If you could trade places with one person for a day, who would it be? No one, really. I am grateful for what I have and what I am building. I don't need to trade places. Besides if I did that, I would lose a day and life is short. Every minute counts.

What's your best habits as a leader? Integrity and transparency. I am very committed to my work and the people I work with. I am big on loyalty. I am loyal to my team and I ask the same from people I work with. I am also very self aware. I constantly take the time to reassess strengths and weaknesses and act on them. I challenge the people who work with me to do the same and to understand the best and worst of human nature and at all times be prepared to deal with it. The world is not flat. Cultural differences and different working styles in business are important to recognize and integrate. I believe in understanding and integrating learnings on a day-to-day basis.

What's your worst habit as a leader? Being tough on people who are driven by selfish agendas and don't work towards a common goal as a team. I have no patience for that.

What do you think has been the most impactful drug development so far? There are many discoveries in drug development that are important in their own right, and there is a place in the hall of fame for several of them. For me personally, it is the discovery of recombinant DNA. In 1973, California biochemists created the first recombinant DNA organism, which formed the scientific basis for modern biotechnology. I believe this methodology was one of the many remarkable scientific advances that eventually led to the approval of the world's first recombinant DNA drug product, human insulin (Eli Lilly's Humulin). In the 32 years since the FDA's approval of Humulin, r-DNA human insulin has proven indistinguishable from pancreatic human insulin, has been proven both safe and efficacious for millions of patients, and, as a result, has almost completely displaced animal-source insulins.

Based on your experience in Silicon Valley, what's one thing Maryland still needs to bolster its biotech industry? Institutional capital. Only 2 percent of total venture investment dollars is flowing into Maryland versus 40 percent into California. Maryland has great scientific talent. What has been lacking is the ability of companies to raise larger syndicated investment rounds that will get them to a point of exit. A high percentage of life science companies in Maryland grow through bootstrapping, which slows their progress. I believe that the BioHealth Gap Fund will address what is an essential bottleneck in the biotech industry in Maryland — access to capital.

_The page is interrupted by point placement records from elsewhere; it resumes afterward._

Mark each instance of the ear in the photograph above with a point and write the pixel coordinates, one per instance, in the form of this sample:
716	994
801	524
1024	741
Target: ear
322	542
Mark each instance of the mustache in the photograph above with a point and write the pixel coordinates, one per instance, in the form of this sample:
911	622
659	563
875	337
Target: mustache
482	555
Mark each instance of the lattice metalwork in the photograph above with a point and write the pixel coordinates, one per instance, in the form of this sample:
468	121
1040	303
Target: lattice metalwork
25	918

Biotech bet you wish you made: Amgen in 1982, but unfortunately I was in high school.

Where is your favorite vacation spot? With my family. Never really mattered where it was, whether it was national, international, the beach, the mountains or wildlife forests (thanks to my sister). We created our favorite vacation spot no matter where we went.

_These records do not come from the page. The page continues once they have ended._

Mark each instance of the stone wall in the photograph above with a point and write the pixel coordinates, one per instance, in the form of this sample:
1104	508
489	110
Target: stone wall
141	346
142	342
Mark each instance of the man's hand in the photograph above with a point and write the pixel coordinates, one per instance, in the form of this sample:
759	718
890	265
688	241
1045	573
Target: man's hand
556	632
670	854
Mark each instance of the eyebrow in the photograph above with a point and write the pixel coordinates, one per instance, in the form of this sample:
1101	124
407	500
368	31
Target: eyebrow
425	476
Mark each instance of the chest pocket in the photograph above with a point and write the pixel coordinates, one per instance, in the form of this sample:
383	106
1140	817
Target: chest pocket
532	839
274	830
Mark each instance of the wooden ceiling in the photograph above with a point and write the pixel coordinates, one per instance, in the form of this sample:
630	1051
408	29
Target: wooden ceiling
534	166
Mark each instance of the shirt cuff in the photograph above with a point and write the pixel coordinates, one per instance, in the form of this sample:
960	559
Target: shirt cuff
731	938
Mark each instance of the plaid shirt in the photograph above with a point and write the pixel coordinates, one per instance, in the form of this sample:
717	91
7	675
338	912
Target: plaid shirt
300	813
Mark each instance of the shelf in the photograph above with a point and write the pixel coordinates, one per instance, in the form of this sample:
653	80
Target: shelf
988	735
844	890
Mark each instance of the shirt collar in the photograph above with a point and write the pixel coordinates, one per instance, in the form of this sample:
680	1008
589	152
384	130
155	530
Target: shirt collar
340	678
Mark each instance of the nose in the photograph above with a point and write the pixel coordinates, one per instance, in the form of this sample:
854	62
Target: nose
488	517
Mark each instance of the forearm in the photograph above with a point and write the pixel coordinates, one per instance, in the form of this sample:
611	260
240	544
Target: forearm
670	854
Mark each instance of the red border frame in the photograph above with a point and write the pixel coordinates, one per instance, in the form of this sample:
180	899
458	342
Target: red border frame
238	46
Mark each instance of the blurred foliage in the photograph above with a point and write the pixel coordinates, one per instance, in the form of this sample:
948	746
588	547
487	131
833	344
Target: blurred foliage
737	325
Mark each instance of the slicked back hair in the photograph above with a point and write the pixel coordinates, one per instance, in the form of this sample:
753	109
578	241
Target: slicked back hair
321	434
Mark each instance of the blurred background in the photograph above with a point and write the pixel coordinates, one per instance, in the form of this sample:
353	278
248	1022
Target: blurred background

What is your greatest extravagance? Books and food. I am totally a foodie.

What word or phrase do you most overuse? "Just give me the facts." Everything else is an opinion. I am amazed at how much people ramble on, which forces me to overuse that phrase. It is for good reason that it is said, "Facts are priceless, opinions are worthless."

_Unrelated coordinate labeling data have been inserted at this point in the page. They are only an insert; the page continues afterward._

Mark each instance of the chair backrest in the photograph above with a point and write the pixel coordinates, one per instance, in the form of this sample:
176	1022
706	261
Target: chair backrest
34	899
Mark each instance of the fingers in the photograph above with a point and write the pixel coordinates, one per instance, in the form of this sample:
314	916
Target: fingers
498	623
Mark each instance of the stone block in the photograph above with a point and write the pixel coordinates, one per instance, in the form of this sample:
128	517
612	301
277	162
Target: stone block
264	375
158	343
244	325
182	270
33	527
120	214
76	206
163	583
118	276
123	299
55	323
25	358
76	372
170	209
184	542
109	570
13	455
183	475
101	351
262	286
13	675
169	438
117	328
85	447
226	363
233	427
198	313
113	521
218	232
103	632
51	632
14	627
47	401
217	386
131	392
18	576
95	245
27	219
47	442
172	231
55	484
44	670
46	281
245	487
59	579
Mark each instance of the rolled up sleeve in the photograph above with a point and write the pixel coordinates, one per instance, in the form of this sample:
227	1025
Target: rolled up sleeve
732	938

Which of your personal attributes has made you most successful in your career? The ability to combine vision with practicality. I am very self disciplined and maintain a high personal bar for performance.

What's one thing you're glad your employer didn't know about you before you were hired? I don't think I have anything to hide. I think it is a complete waste of time to pretend and then keep up with pretences.

What's one thing you can't live a day without? God and my family

Best lesson from a mentor? "You must be the change you wish to see in the world."

What keeps you up at night? The passion to create, the drive to succeed, the zest to live life to its fullest

Which D.C.-area leader do you most admire? Dr. Francis Collins [director of the National Institutes of Health and leader of the Human Genome Project]. For his leadership in scientific excellence, for his passion and focus on the translation of scientific research, for his holistic nature, for his amazing ability to march into unconquered territories and explore the intersection of religion and science. I have the deepest admiration.